Convolutional neural networks, or CNNs, found applications in computer vision and audio processing. More generally they are suitable for tasks that use a number of features to identify interesting objects, events, sound, etc. The power of CNNs comes from the fact that they can be trained to come up with features that are hard to define by hand. What are “features”, you may ask? It is probably easier to understand this concept through example. Suppose your task is to write a program that can analyze an image of an LCD display and can recognize if the display shows 0 or 1. Thus your program is presented with images that look as follows:
Fig 1. Images representing 0 and 1 on an LCD display
A possible solution would be to convert images to a numeric representation. If 0 was used to represent black pixels, and 1 to represent white pixels, the above images would have numeric representation as shown below:
[[ 1 1 1 1 1] [[ 0 0 0 0 1] [ 1 0 0 0 1] [ 0 0 0 0 1] [ 1 0 0 0 1] [ 0 0 0 0 1] [ 1 0 0 0 1] [ 0 0 0 0 1] [ 1 1 1 1 1]] [ 0 0 0 0 1]]
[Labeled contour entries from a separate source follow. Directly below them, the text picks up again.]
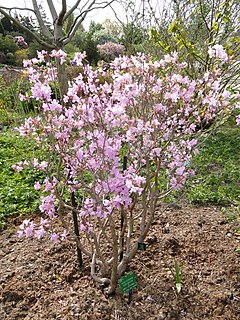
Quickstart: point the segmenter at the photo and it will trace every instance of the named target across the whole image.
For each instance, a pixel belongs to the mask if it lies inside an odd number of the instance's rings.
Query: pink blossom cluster
[[[215,44],[208,49],[210,58],[219,58],[222,61],[228,61],[228,55],[221,44]]]
[[[116,57],[122,56],[124,54],[125,47],[119,43],[106,42],[104,44],[97,45],[97,50],[103,60],[110,62]]]
[[[62,52],[50,54],[55,56],[65,59]],[[230,92],[221,90],[217,70],[191,79],[176,53],[159,61],[144,54],[119,57],[108,71],[83,66],[84,55],[76,54],[74,63],[83,71],[61,103],[51,99],[49,83],[56,71],[50,65],[35,67],[48,58],[44,52],[26,63],[32,98],[41,101],[42,113],[19,128],[49,155],[48,161],[32,161],[36,170],[47,173],[42,184],[35,183],[45,194],[40,210],[47,220],[38,226],[24,222],[20,236],[44,236],[59,210],[72,208],[73,191],[81,193],[75,208],[80,228],[90,233],[96,218],[127,211],[136,200],[146,207],[151,197],[180,189],[193,175],[191,160],[201,123],[236,106]],[[123,156],[128,159],[125,170]],[[52,228],[50,237],[64,238]]]
[[[14,37],[14,40],[21,49],[26,49],[28,47],[27,42],[24,40],[22,36],[16,36]]]

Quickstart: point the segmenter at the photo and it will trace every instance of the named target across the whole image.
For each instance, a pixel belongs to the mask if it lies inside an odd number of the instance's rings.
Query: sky
[[[75,3],[76,0],[67,0],[67,5],[70,7]],[[86,0],[85,0],[86,1]],[[135,0],[136,3],[136,8],[139,8],[141,6],[141,3],[143,3],[144,0]],[[167,0],[150,0],[153,7],[161,7],[163,3],[165,3]],[[46,13],[49,16],[50,19],[50,13],[47,10],[47,1],[46,0],[37,0],[39,4],[42,4],[42,6],[45,8]],[[61,8],[61,0],[53,0],[54,5],[56,6],[56,10],[60,11]],[[83,2],[83,1],[82,1]],[[121,0],[120,0],[121,2]],[[32,7],[31,6],[31,0],[0,0],[0,6],[7,6],[7,7]],[[112,7],[114,7],[115,12],[117,13],[118,17],[120,18],[121,21],[124,21],[126,19],[126,14],[124,13],[123,7],[119,2],[113,2]],[[95,22],[100,22],[102,23],[105,19],[109,18],[110,20],[116,20],[115,14],[112,11],[110,7],[107,7],[105,9],[99,9],[99,10],[94,10],[90,12],[84,21],[83,25],[85,28],[88,28],[90,22],[93,20]]]
[[[49,20],[51,21],[51,18],[50,18],[51,16],[50,16],[50,13],[48,11],[47,1],[46,0],[40,0],[40,1],[37,1],[37,2],[39,4],[43,5],[43,7],[46,10],[46,13],[49,16]],[[53,0],[53,3],[56,6],[56,10],[60,11],[61,0]],[[75,3],[74,0],[67,0],[67,5],[69,7],[73,3]],[[6,6],[8,8],[10,8],[10,7],[21,7],[21,8],[29,7],[29,8],[32,8],[31,0],[8,0],[6,2],[4,0],[0,0],[0,6]],[[115,8],[116,12],[118,12],[120,18],[123,19],[124,12],[122,10],[122,6],[120,4],[118,4],[118,3],[115,3],[115,4],[113,4],[113,7]],[[88,14],[88,16],[86,18],[86,21],[84,22],[84,26],[87,27],[89,25],[90,21],[92,21],[92,20],[102,23],[107,18],[109,18],[111,20],[115,20],[115,15],[114,15],[114,12],[112,11],[111,8],[94,10],[94,11],[92,11],[92,12],[90,12]]]

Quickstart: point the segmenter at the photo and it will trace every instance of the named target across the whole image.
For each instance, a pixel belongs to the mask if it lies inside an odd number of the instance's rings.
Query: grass
[[[21,173],[13,164],[37,153],[31,141],[11,130],[0,132],[0,228],[14,214],[34,212],[39,205],[39,192],[34,182],[43,179],[33,169]],[[37,157],[37,154],[36,154]],[[202,141],[194,160],[195,176],[184,192],[193,204],[240,204],[240,128],[228,126]]]
[[[15,214],[34,212],[39,205],[39,192],[33,185],[42,174],[29,169],[14,172],[11,166],[36,153],[33,144],[7,130],[0,133],[0,229],[4,220]]]
[[[225,126],[202,142],[195,176],[186,186],[191,203],[240,203],[240,128]]]

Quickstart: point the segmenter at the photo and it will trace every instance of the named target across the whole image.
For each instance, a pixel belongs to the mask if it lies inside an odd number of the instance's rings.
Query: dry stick
[[[123,172],[127,169],[127,156],[124,156],[123,157]],[[124,248],[124,235],[122,234],[122,231],[124,229],[124,225],[125,225],[125,219],[124,219],[124,213],[123,213],[123,208],[121,210],[121,248],[122,248],[122,251],[120,252],[120,262],[122,261],[123,259],[123,248]]]
[[[71,202],[72,202],[73,208],[77,208],[77,201],[76,201],[74,192],[71,193]],[[76,238],[79,239],[80,234],[79,234],[79,228],[78,228],[78,218],[75,210],[72,210],[72,217],[73,217],[74,233],[76,235]],[[78,245],[77,245],[77,259],[78,259],[79,267],[82,267],[83,265],[82,251]]]

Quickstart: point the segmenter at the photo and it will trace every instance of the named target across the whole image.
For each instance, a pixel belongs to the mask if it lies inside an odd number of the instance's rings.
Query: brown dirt
[[[213,207],[170,208],[159,214],[128,271],[138,288],[128,304],[117,290],[107,298],[70,242],[19,240],[12,220],[0,234],[0,319],[207,320],[240,319],[237,221]],[[176,293],[170,266],[183,273]]]

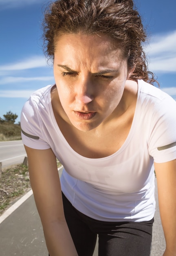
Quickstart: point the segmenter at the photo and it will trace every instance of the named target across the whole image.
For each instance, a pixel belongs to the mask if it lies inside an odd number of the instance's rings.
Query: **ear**
[[[135,67],[136,67],[136,66],[134,66],[130,70],[128,70],[128,75],[127,75],[127,80],[128,80],[130,78],[130,77],[132,75],[132,74],[134,71],[134,70],[135,69]]]

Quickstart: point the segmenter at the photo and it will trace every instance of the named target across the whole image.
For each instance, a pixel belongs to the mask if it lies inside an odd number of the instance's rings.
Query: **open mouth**
[[[86,113],[79,112],[79,111],[74,111],[74,112],[76,116],[79,119],[82,120],[90,120],[94,117],[96,114],[96,112],[87,112]]]

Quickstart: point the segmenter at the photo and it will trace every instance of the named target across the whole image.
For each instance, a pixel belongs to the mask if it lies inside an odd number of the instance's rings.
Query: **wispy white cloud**
[[[165,87],[161,88],[161,89],[171,96],[175,96],[176,97],[176,87]]]
[[[33,56],[29,58],[0,66],[1,71],[22,70],[42,67],[47,65],[45,58],[42,56]]]
[[[156,35],[145,52],[150,58],[149,67],[157,73],[176,72],[176,31]]]
[[[5,77],[0,79],[0,85],[4,85],[14,83],[23,83],[30,81],[51,81],[53,76],[38,76],[34,77],[16,77],[14,76]]]
[[[0,90],[0,97],[28,99],[33,92],[33,90]]]
[[[37,4],[45,4],[47,0],[0,0],[0,7],[2,11],[4,9],[22,7],[26,5]]]

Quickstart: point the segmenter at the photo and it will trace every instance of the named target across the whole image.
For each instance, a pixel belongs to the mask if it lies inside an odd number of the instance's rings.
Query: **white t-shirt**
[[[176,102],[139,80],[134,115],[124,144],[110,156],[90,159],[75,152],[61,132],[51,105],[53,86],[33,94],[23,108],[24,144],[52,148],[64,167],[62,190],[82,213],[106,221],[151,220],[155,208],[154,160],[176,159]]]

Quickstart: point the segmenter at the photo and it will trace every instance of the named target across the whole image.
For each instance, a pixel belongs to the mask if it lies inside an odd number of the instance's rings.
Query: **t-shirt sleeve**
[[[171,97],[163,99],[154,111],[148,147],[156,163],[176,159],[176,101]]]
[[[47,149],[51,147],[44,135],[37,105],[31,98],[22,109],[20,124],[22,140],[24,145],[35,149]]]

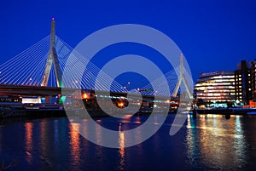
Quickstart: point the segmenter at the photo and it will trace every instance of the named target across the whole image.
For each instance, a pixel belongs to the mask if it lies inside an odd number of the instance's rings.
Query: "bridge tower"
[[[61,76],[60,62],[58,60],[58,55],[55,49],[55,21],[54,18],[52,18],[51,20],[50,26],[51,28],[50,28],[49,51],[48,59],[44,67],[44,72],[43,75],[41,86],[48,85],[49,72],[52,66],[54,66],[57,87],[61,87],[62,76]]]
[[[181,55],[180,55],[180,73],[179,73],[179,76],[178,76],[177,83],[176,84],[175,89],[174,89],[173,94],[172,94],[173,97],[177,96],[177,94],[178,88],[181,86],[182,81],[184,83],[184,86],[185,86],[185,88],[186,88],[186,92],[187,92],[189,97],[191,98],[192,94],[191,94],[191,92],[189,90],[189,87],[188,82],[187,82],[187,80],[186,80],[186,78],[184,77],[183,55],[183,54],[181,54]]]

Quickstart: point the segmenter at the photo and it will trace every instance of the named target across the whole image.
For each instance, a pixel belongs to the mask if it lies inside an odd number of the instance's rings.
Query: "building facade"
[[[253,100],[252,66],[253,62],[241,60],[241,63],[237,65],[237,70],[235,71],[236,100],[242,102],[244,105],[247,105],[249,100]]]
[[[229,103],[236,101],[234,71],[201,73],[195,86],[197,100],[207,103]]]

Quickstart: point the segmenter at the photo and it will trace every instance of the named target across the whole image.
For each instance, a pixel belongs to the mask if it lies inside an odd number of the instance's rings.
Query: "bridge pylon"
[[[178,80],[177,82],[177,84],[176,84],[176,87],[174,88],[174,91],[173,91],[173,94],[172,94],[172,96],[173,97],[177,97],[177,91],[178,91],[178,88],[180,88],[181,86],[181,83],[182,83],[182,81],[184,83],[184,86],[185,86],[185,88],[186,88],[186,93],[187,94],[189,95],[189,98],[192,97],[192,94],[191,94],[191,92],[189,90],[189,84],[188,84],[188,82],[184,77],[184,71],[183,71],[183,54],[181,54],[180,55],[180,73],[179,73],[179,76],[178,76]]]
[[[55,21],[54,18],[52,18],[51,20],[49,50],[48,59],[44,67],[44,72],[43,75],[41,86],[48,86],[49,72],[52,66],[54,66],[54,69],[55,69],[55,75],[57,87],[61,87],[62,75],[61,75],[60,62],[58,60],[58,55],[55,49]]]

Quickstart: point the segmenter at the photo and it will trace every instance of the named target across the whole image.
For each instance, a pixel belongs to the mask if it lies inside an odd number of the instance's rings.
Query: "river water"
[[[143,143],[119,149],[88,141],[67,117],[2,121],[0,170],[255,170],[256,117],[188,117],[177,134],[170,136],[174,117],[168,115]],[[146,119],[96,121],[105,127],[121,123],[133,128]]]

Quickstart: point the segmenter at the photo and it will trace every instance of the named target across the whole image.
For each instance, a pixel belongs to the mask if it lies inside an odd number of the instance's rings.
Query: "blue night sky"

Fig 2. Numeric representation of images of 0 and 1
One could make a vertical line a feature (x[i][j] == 1, i = 0 .. 5). Then all the program would have to do is to count the number of features found in each image. If it found two, it would declare that it sees a 0, if it found one, it would output 1. Of course as features go, this one is somewhat weak, as adding 8 to the set of displayed numbers would make the program incorrectly identify it as 0. The point is not, however, to come up with a set of fool-proof features, but rather to illustrate what a feature is.
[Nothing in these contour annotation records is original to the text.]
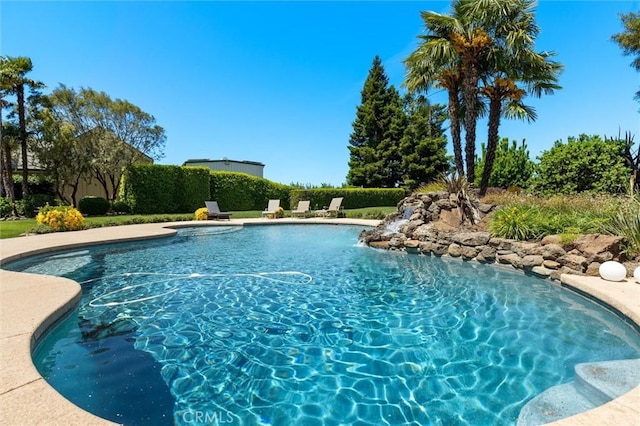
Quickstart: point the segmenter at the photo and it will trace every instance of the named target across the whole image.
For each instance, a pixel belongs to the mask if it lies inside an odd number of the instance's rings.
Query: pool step
[[[520,411],[518,426],[537,426],[582,413],[619,397],[640,383],[640,359],[578,364],[575,380],[554,386]]]

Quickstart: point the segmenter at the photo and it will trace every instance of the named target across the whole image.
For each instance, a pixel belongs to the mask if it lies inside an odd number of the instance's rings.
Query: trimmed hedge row
[[[406,196],[402,188],[318,188],[291,190],[291,205],[300,200],[311,201],[312,209],[321,209],[331,203],[332,198],[343,197],[345,209],[395,206]]]
[[[119,199],[133,214],[188,213],[209,199],[205,167],[136,164],[122,175]]]
[[[289,210],[291,187],[238,172],[210,172],[211,199],[222,210],[264,210],[270,199],[279,199],[280,207]]]
[[[122,175],[119,201],[133,214],[192,213],[206,200],[216,200],[225,211],[264,210],[270,199],[291,210],[300,200],[312,209],[328,206],[343,197],[342,207],[395,206],[405,197],[400,188],[293,189],[288,185],[246,173],[211,171],[206,167],[137,164]]]

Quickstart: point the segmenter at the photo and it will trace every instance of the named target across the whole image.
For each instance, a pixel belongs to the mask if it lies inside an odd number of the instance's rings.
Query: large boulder
[[[453,241],[463,246],[483,246],[489,242],[491,234],[488,232],[460,232],[453,236]]]
[[[609,252],[614,257],[618,257],[622,251],[622,245],[625,242],[624,237],[603,234],[583,235],[574,242],[576,249],[580,250],[587,256],[593,257],[598,254]],[[608,259],[611,260],[611,259]]]

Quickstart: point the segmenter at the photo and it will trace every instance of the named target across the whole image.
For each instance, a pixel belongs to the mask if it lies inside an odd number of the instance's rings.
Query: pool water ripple
[[[183,230],[78,251],[81,261],[67,254],[60,273],[85,282],[83,302],[36,364],[92,408],[83,395],[100,390],[79,375],[109,375],[115,363],[93,364],[101,353],[76,349],[78,335],[107,352],[110,339],[126,338],[149,356],[137,368],[170,392],[167,424],[208,413],[220,424],[509,425],[528,400],[573,379],[576,363],[640,355],[624,322],[547,281],[357,247],[358,231]],[[14,268],[56,272],[41,259]],[[75,389],[59,385],[70,380]],[[128,410],[99,414],[162,423]]]

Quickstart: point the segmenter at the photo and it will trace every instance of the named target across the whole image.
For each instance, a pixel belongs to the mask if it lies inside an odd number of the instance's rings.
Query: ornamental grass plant
[[[508,192],[488,195],[482,202],[502,205],[489,222],[491,233],[518,240],[536,240],[553,234],[575,240],[581,234],[607,232],[612,218],[624,204],[621,197],[611,195],[543,198]]]
[[[604,230],[627,238],[626,252],[629,256],[640,256],[640,194],[627,197],[617,212],[605,225]]]

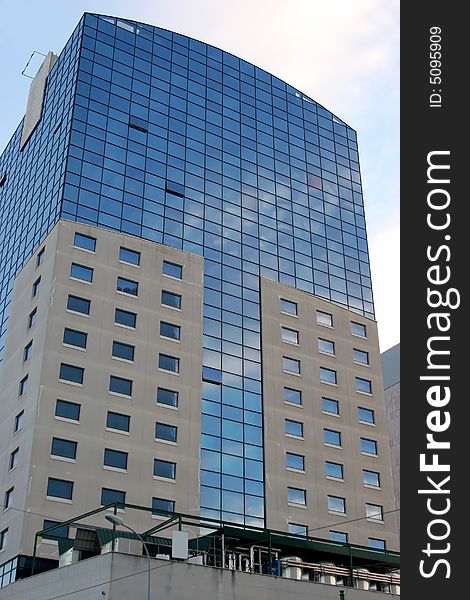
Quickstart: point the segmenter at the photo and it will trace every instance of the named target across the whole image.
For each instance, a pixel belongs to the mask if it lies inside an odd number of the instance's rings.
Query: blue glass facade
[[[20,134],[2,302],[59,216],[204,256],[201,513],[263,526],[260,277],[373,317],[355,132],[231,54],[87,14]]]

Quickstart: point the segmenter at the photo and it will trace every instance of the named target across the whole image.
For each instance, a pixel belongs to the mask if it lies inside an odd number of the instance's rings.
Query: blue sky
[[[59,53],[85,11],[233,52],[356,129],[380,348],[398,343],[399,1],[0,0],[0,151],[25,111],[30,80],[21,71],[31,53]]]

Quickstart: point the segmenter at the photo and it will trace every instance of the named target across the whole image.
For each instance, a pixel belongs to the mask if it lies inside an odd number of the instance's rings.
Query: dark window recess
[[[175,183],[174,181],[167,181],[165,184],[165,192],[178,196],[179,198],[184,198],[184,185]]]
[[[144,121],[144,119],[139,119],[138,117],[131,115],[129,117],[129,127],[132,127],[132,129],[137,129],[138,131],[142,131],[143,133],[147,133],[149,124],[147,121]]]

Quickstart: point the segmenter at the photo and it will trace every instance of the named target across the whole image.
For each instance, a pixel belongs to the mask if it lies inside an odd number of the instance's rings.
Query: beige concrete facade
[[[75,232],[95,238],[95,252],[74,247]],[[140,252],[140,266],[121,262],[120,247]],[[163,260],[183,267],[181,280],[162,274]],[[71,278],[72,263],[92,268],[92,283]],[[116,290],[118,276],[139,283],[137,297]],[[161,304],[162,290],[181,296],[180,310]],[[67,309],[69,295],[90,301],[88,316]],[[176,511],[198,513],[202,299],[202,258],[140,238],[60,221],[31,257],[14,285],[0,387],[3,497],[14,488],[12,507],[0,513],[0,531],[8,528],[0,563],[31,554],[44,519],[63,521],[99,507],[102,488],[125,491],[126,503],[151,506],[157,497],[174,500]],[[137,314],[135,329],[115,324],[116,308]],[[160,321],[179,325],[180,341],[162,338]],[[63,344],[65,327],[87,334],[86,349]],[[113,341],[134,346],[134,360],[113,358]],[[159,353],[179,358],[179,374],[158,368]],[[61,363],[83,368],[83,384],[60,380]],[[110,393],[110,376],[131,380],[131,396]],[[156,403],[157,387],[178,392],[177,408]],[[57,399],[79,404],[79,419],[55,416]],[[128,415],[129,432],[107,428],[108,411]],[[176,443],[155,440],[156,422],[177,427]],[[76,442],[76,458],[52,456],[52,438]],[[126,452],[127,469],[104,467],[105,448]],[[9,469],[16,449],[17,464]],[[176,478],[155,477],[154,459],[176,463]],[[48,478],[73,482],[71,500],[48,497]],[[150,514],[128,512],[126,522],[137,529],[155,525]],[[105,525],[103,515],[93,522]],[[56,544],[44,542],[39,555],[57,558]]]
[[[296,316],[281,311],[281,299],[296,304]],[[261,306],[266,526],[307,525],[312,536],[328,539],[334,531],[350,543],[367,546],[372,538],[397,550],[376,323],[269,280],[262,281]],[[331,315],[332,326],[317,323],[317,311]],[[366,337],[353,335],[351,322],[364,325]],[[282,327],[298,333],[298,344],[282,341]],[[334,356],[319,351],[319,339],[334,343]],[[368,354],[369,365],[354,360],[355,349]],[[300,374],[285,372],[283,357],[300,361]],[[336,372],[337,384],[320,381],[321,367]],[[371,394],[356,390],[357,377],[370,381]],[[284,388],[300,391],[302,404],[286,402]],[[339,414],[325,412],[322,398],[336,400]],[[374,424],[359,420],[359,407],[374,411]],[[286,419],[301,423],[303,435],[286,435]],[[340,433],[340,447],[324,442],[325,429]],[[377,443],[376,456],[361,451],[361,438]],[[304,470],[287,468],[286,453],[303,456]],[[326,461],[342,465],[343,477],[327,477]],[[380,486],[365,485],[363,470],[379,473]],[[305,505],[288,501],[288,487],[305,491]],[[345,512],[329,510],[328,496],[344,499]],[[364,518],[366,504],[382,507],[383,520]]]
Back to CNNs. One of the mostly lauded achievements of CNNs is their ability to recognize handwritten digits. It is quite hard to tell what makes a handwritten three a 3. But if you let a CNN look at a sufficient number of handwritten 3s, at some point it comes up, by the virtue of back propagation, with a set of features that, when present, uniquely identify a 3. There is a reasonably comprehensive tutorial on tensorflow.org site that shows how to program a neural network to solve this specific task. My goal is not to repeat it. Instead I go over the concepts that make CNNs such a powerful tool.
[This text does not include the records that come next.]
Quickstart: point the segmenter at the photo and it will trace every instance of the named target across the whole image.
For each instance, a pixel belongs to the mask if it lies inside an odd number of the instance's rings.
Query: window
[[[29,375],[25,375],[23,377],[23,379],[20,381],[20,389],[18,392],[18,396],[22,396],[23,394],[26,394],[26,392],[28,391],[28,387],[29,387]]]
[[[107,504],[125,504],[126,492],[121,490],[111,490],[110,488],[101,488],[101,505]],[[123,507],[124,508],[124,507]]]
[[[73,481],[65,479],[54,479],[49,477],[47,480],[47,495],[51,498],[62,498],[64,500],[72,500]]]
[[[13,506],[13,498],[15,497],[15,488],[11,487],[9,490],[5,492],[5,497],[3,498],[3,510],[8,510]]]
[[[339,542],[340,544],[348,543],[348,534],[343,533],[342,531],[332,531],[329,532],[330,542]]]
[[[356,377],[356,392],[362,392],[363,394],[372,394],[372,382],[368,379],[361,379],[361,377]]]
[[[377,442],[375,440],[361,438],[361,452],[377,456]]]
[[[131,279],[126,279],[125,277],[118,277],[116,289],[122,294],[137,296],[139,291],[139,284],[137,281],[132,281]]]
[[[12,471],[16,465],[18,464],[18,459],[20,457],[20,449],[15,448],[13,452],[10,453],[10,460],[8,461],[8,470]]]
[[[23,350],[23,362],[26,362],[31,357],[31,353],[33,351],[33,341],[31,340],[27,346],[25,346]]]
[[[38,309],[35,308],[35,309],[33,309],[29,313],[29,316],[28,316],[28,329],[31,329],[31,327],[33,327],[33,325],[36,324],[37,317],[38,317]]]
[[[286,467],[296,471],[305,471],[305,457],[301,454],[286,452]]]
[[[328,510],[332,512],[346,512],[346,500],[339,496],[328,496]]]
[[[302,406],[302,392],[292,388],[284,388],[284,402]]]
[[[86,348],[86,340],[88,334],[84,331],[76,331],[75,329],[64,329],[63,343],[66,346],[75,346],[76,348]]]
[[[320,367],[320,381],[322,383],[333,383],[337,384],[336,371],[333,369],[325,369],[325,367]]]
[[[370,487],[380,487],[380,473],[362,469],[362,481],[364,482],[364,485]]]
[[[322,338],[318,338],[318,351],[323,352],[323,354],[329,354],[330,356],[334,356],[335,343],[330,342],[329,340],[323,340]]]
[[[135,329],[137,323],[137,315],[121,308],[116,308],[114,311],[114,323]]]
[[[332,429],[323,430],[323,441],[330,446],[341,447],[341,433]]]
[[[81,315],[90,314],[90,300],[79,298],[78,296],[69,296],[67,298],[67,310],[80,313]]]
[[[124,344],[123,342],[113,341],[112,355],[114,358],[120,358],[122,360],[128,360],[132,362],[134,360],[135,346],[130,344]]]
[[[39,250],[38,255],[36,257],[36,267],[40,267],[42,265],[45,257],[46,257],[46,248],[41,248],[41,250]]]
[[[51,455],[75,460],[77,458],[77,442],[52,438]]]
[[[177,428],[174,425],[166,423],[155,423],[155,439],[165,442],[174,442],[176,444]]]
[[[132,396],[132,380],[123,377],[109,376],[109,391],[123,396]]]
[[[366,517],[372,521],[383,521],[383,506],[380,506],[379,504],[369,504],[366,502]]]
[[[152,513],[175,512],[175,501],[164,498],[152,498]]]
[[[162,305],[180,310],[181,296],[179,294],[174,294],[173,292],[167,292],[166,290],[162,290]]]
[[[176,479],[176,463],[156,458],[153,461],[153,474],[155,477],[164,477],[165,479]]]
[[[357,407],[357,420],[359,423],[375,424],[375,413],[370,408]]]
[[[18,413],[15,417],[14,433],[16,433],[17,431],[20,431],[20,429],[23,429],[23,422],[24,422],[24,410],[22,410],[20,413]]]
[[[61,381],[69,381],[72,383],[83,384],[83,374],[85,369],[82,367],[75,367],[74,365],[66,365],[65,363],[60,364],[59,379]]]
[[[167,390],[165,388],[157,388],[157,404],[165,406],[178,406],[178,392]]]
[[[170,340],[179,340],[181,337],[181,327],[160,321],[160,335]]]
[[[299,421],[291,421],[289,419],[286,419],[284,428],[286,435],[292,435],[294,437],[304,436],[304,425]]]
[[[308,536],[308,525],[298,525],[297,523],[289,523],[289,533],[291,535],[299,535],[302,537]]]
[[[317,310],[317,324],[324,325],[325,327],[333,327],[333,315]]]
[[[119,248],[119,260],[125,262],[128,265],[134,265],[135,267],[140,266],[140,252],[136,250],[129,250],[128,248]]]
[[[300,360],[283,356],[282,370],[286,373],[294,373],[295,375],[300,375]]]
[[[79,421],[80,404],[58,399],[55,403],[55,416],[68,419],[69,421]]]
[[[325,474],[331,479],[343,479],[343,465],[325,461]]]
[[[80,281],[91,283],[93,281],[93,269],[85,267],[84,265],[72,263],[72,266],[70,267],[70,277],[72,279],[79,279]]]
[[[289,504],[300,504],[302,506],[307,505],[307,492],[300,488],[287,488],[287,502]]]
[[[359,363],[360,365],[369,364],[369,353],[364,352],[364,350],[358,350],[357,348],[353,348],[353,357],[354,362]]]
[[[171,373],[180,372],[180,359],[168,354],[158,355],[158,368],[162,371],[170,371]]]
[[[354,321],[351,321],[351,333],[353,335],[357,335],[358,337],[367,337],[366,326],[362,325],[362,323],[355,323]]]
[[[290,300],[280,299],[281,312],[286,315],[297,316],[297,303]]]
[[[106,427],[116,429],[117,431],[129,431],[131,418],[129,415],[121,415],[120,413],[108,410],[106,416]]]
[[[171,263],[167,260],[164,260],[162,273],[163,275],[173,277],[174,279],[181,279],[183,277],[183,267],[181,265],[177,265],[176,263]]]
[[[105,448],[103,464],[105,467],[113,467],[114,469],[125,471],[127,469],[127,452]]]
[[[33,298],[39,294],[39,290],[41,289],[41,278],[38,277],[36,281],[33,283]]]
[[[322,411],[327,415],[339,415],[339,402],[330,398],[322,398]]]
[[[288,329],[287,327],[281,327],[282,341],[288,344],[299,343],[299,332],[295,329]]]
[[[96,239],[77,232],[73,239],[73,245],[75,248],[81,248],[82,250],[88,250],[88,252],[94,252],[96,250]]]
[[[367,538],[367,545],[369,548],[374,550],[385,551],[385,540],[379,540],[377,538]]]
In this series of posts I show how to develop a CNN that can recognize all 10 digits shown by a hypothetical LCD display. I start with a simple linear regression to show that automatic derivation of features is not specific to CNNs. By adding a degree of freedom, where digits can appear in a larger image, I show that simple linear regression is not sufficient. One possible approach is to use deep neural networks (DNNs), but they too have limits. The final solution is probably the simplest CNN one can build. Despite its simplicity, it is 100% successful in recognizing all ten digits, regardless of their position on the screen.